Der Text erschien bereits im Wochenbericht des DIW.
Die Schuldenbremse sorgt dafür, dass die öffentlichen Investitionen sinken
Einer der Gründe für diesen Raubbau am Volksvermögen ist, dass durch die Schuldenbremse Bund, Länder und Kommunen ihre Ausgaben reduzieren mussten und sie es vor allem durch eine Reduzierung der öffentlichen Investitionen tun. Deutschland ist eines der Industrieländer mit den niedrigsten öffentlichen Investitionsquoten ist. Es ist verständlich, dass der Staat in wirtschaftlich schlechten Zeiten soziale Ausgaben erhöht, was kurzfristig zulasten öffentlicher Investitionen geht.

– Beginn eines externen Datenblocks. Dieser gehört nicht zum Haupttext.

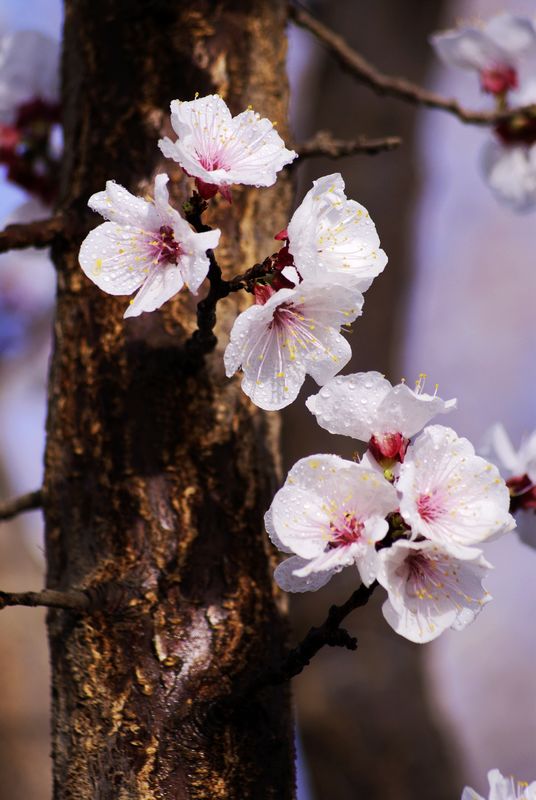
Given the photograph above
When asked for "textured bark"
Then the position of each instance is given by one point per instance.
(157, 473)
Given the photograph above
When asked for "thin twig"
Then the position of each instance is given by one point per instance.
(323, 144)
(48, 597)
(31, 234)
(328, 634)
(26, 502)
(365, 72)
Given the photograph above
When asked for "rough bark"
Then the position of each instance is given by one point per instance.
(158, 472)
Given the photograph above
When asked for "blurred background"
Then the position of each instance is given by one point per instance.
(394, 720)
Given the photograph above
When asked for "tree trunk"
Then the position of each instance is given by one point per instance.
(158, 471)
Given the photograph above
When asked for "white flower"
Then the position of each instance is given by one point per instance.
(496, 51)
(330, 513)
(520, 466)
(514, 462)
(450, 495)
(219, 150)
(366, 407)
(296, 332)
(29, 70)
(330, 236)
(501, 788)
(510, 172)
(429, 590)
(146, 246)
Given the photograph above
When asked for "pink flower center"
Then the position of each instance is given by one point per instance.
(430, 505)
(166, 250)
(498, 80)
(388, 445)
(211, 162)
(346, 531)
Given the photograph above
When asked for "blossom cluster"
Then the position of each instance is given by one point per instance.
(410, 515)
(503, 54)
(329, 254)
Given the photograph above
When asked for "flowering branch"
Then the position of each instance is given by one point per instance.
(203, 340)
(26, 502)
(323, 144)
(49, 598)
(329, 633)
(41, 233)
(365, 72)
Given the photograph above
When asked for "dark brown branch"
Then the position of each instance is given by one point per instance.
(48, 597)
(394, 86)
(26, 502)
(32, 234)
(328, 634)
(323, 144)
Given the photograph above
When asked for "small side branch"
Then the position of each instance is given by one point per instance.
(323, 144)
(328, 634)
(49, 598)
(26, 502)
(31, 234)
(365, 72)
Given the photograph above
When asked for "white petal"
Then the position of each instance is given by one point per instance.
(301, 521)
(472, 499)
(330, 235)
(221, 150)
(205, 118)
(511, 173)
(515, 35)
(469, 49)
(349, 404)
(424, 602)
(406, 411)
(286, 578)
(276, 357)
(255, 152)
(272, 379)
(321, 493)
(313, 472)
(117, 204)
(163, 283)
(271, 531)
(109, 260)
(161, 193)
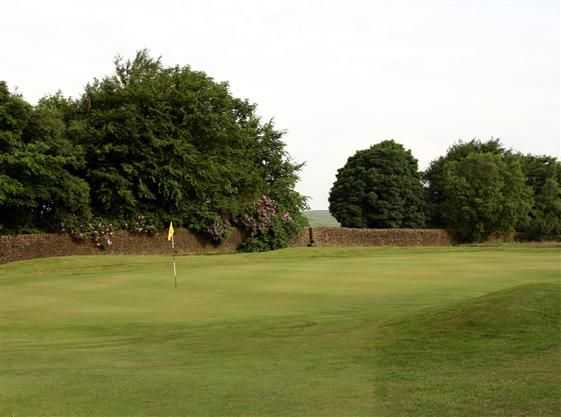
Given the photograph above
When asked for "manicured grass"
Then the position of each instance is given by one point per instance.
(298, 332)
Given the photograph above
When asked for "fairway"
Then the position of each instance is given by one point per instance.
(457, 331)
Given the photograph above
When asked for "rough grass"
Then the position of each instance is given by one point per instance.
(311, 331)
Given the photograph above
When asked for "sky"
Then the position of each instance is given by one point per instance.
(337, 76)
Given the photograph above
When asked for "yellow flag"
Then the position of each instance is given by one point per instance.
(171, 232)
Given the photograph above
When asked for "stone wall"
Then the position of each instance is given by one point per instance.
(20, 247)
(341, 236)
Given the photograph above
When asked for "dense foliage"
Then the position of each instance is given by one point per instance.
(543, 174)
(484, 194)
(165, 143)
(480, 188)
(40, 184)
(434, 175)
(379, 187)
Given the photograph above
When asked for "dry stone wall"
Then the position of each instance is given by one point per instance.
(21, 247)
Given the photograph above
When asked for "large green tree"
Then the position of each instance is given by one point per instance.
(379, 187)
(543, 175)
(171, 143)
(434, 176)
(39, 184)
(484, 194)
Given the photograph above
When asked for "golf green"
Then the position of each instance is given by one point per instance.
(460, 331)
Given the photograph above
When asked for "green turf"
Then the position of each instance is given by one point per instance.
(321, 218)
(298, 332)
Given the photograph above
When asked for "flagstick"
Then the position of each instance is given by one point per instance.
(173, 262)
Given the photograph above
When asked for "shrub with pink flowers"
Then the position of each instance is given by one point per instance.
(268, 226)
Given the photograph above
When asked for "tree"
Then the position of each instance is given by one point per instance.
(171, 143)
(483, 194)
(434, 175)
(39, 188)
(379, 187)
(543, 174)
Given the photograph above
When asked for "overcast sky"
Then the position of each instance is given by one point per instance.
(338, 76)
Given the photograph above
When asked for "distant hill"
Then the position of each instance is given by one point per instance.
(321, 218)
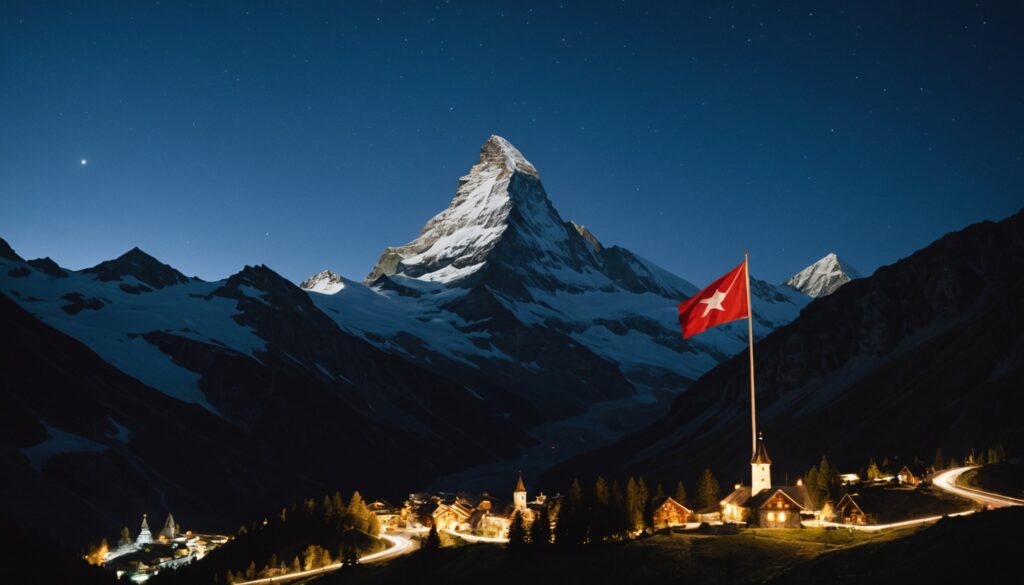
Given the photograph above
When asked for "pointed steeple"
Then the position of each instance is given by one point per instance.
(761, 456)
(519, 495)
(170, 529)
(144, 536)
(760, 468)
(519, 487)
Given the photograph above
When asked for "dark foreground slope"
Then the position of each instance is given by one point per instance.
(175, 455)
(926, 353)
(980, 548)
(971, 549)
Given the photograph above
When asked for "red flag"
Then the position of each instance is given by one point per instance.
(722, 301)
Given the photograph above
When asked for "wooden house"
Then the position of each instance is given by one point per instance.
(669, 512)
(907, 477)
(850, 511)
(781, 506)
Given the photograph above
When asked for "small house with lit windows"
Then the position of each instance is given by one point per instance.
(669, 512)
(907, 477)
(851, 511)
(765, 505)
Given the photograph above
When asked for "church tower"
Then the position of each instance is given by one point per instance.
(144, 536)
(519, 496)
(760, 468)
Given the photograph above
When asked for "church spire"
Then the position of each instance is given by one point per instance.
(144, 536)
(760, 468)
(519, 495)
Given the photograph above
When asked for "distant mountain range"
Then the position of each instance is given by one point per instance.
(500, 333)
(822, 278)
(926, 353)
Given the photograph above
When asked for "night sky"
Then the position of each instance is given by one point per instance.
(312, 135)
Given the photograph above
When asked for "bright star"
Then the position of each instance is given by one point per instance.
(713, 302)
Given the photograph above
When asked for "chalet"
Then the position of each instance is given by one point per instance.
(669, 512)
(907, 477)
(763, 504)
(849, 510)
(386, 514)
(781, 506)
(452, 515)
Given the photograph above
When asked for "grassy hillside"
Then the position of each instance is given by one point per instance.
(752, 556)
(1006, 477)
(979, 548)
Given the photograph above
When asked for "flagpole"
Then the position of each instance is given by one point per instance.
(750, 337)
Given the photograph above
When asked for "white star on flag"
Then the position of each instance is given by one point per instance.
(714, 302)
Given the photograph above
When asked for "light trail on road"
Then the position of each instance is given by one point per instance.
(399, 545)
(946, 482)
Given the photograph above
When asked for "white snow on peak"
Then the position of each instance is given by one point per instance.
(325, 283)
(501, 150)
(456, 242)
(822, 278)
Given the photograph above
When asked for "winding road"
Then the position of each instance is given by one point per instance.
(399, 545)
(946, 481)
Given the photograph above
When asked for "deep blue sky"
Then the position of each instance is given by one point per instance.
(312, 136)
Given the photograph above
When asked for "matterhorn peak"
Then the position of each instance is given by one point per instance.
(499, 151)
(502, 189)
(325, 282)
(822, 278)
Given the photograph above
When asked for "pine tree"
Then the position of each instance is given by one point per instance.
(617, 513)
(433, 541)
(825, 481)
(540, 532)
(680, 494)
(600, 525)
(570, 528)
(633, 506)
(643, 505)
(517, 533)
(708, 491)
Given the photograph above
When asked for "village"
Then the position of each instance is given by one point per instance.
(872, 501)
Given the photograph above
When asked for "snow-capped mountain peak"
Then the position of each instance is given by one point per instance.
(503, 187)
(498, 150)
(822, 278)
(142, 266)
(325, 282)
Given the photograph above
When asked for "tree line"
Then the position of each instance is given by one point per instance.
(305, 536)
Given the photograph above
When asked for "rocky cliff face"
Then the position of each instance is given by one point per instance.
(925, 353)
(500, 292)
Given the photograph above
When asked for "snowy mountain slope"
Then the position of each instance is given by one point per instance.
(822, 278)
(925, 353)
(500, 292)
(324, 283)
(502, 243)
(254, 350)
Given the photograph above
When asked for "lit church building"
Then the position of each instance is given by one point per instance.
(765, 505)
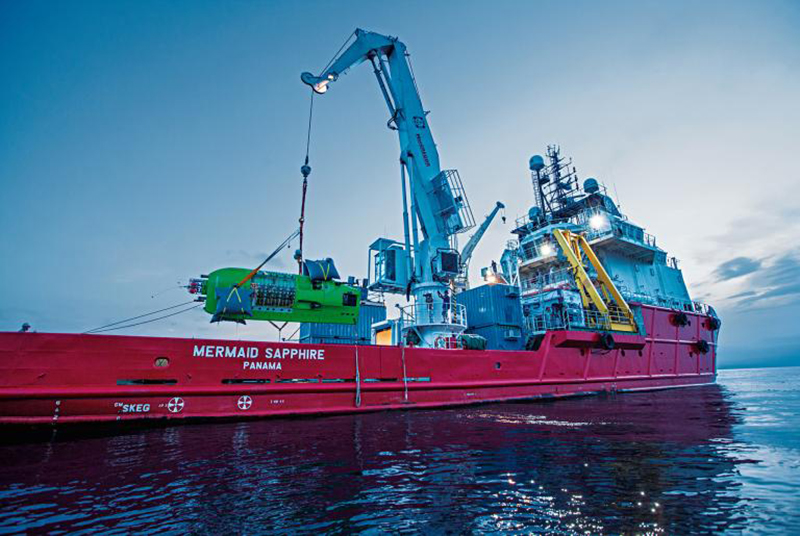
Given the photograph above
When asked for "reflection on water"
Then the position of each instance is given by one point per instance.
(714, 458)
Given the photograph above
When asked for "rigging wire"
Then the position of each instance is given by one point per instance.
(255, 270)
(138, 317)
(94, 332)
(349, 37)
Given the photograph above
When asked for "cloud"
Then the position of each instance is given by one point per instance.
(736, 268)
(774, 283)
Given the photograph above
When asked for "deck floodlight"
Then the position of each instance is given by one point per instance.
(597, 222)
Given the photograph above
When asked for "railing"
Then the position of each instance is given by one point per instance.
(574, 319)
(540, 282)
(435, 313)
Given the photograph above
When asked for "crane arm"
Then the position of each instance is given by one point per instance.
(470, 246)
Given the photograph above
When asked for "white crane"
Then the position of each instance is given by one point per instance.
(439, 207)
(462, 281)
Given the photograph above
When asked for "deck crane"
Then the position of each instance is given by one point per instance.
(423, 268)
(462, 282)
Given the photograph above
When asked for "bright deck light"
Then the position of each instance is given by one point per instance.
(597, 222)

In guten Zeiten fehlt es dem deutschen Staat jedoch an Disziplin, um den Investitionsrückstand zu kompensieren.
Die Große Koalition hat sich zum Beispiel eine Rentenreform gegönnt, die jedes Jahr fast zehn Milliarden Euro kostet, aber die öffentlichen Investitionen viel zu wenig erhöht. Die öffentliche Infrastruktur ist in einer katastrophalen Lage. Besonders hart sind Kommunen betroffen, die einen Investitionsstau von fast 140 Milliarden Euro haben. Allein 35 Milliarden Euro fehlen für die Sanierung von Schulgebäuden.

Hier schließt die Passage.